LOL...restrictions as in the TB (butterfly), bends in the pipe, the IC itself, and if you're not thinking, changes in IC pipe diameter. It was pretty obvious what I was getting at...the FFIM is not the restriction. And, it's obvious that reducing turbulent flow is the point of smoothing out the path to the head (as I said). But nice try at twisting around what I was saying

In post #8, I said velocity stacks will help bottom end power (off boost). I just don't see the benefit under boost (air flow being pushed along the plenum vs pulled into the cylinders) due to the turbulent flow caused by the stack protruding into the plenum. I could be wrong, but have yet to see anything to convince me otherwise.

I understand that from a theoretical view, that the CFM values through a pipe (a runner is a pipe) would be the same for a pull vs a push. However, the velocity and density do change under pressure.
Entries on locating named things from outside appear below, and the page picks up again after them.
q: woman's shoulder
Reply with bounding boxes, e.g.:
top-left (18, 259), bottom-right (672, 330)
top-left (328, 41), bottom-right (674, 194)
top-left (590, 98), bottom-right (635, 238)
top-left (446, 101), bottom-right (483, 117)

I do know (for a fact) that once velocity increases to critical, the flow rate drops off due to the turbulent flow. Plus, density will affect the actual O2 available for combustion and the dynamic compression experienced inside the cylinder. IMO, any bench test should take velocity into consideration at minimum to be valid.

 

[SuperRunner]

To explain more about what Cortney says, there is more to it than that. The intake and TB just gets the air to the plenum. After that it is the runners job to get it to the head. And since only 1 runner at a time is actually drawing in air at full capacity, the intake system is WAY more than capable of flowing the air. Not all 6 are sucking in at the same time. So when you look at it that way, the runner intake becomes the next restriction. Using a radius port will help increase the pressure difference, since the CD of the orifice is increased.

You should try this on a flow bench with a head attached. Again, forced induction doesn't matter, you just inceased the pressure differential. I test at 28", but that can be calculated to whatever depression I want. If my runner flows 250cfm@28", then it flows 1105cfm@550"(20psi)

 

[SuperRunner]

LOL...restrictions as in the TB (butterfly), bends in the pipe, the IC itself, and if you're not thinking, changes in IC pipe diameter. It was pretty obvious what I was getting at...the FFIM is not the restriction. And, it's obvious that reducing turbulent flow is the point of smoothing out the path to the head (as I said). But nice try at twisting around what I was saying

This would ONLY be true if all 6 runners were taking in air at the same time.

But yes, you are correct on the velocity stacks, they won't help under boost it is the RADIUS PORT, which is really what I was getting at. You usually don't see a good radius port unless you have velocity stacks. Velocity stacks will also help build boost quicker since they will increase VE off boost. Now with that in mind, how long are the velocity stacks? If the stacks are only 2" long, that isn't going to make much difference. In fact in my design, the stacks are soo short, I had to bump up my idle to 1,000 RPM in order to maintain a smooth idle.

Here is a picture of my stacks. I was more going for the raidus port than the actual lengthend runner. As you can see they are really short.

 

[jdub]

Nice
How about building up material around the stack in the plenum to cut down on turbulence? The way you have the runner protruding into the plenum would have the effect of a longer runner and improve bottom end power. The raidus port is far more important on an FFIM though...you want a smooth transition.

This would ONLY be true if all 6 runners were taking in air at the same time.

Well...that is true, but there are 2 runners taking in air at the same time on a 7M.

So, you're saying velocity (due to pressure) does not have an effect on flow?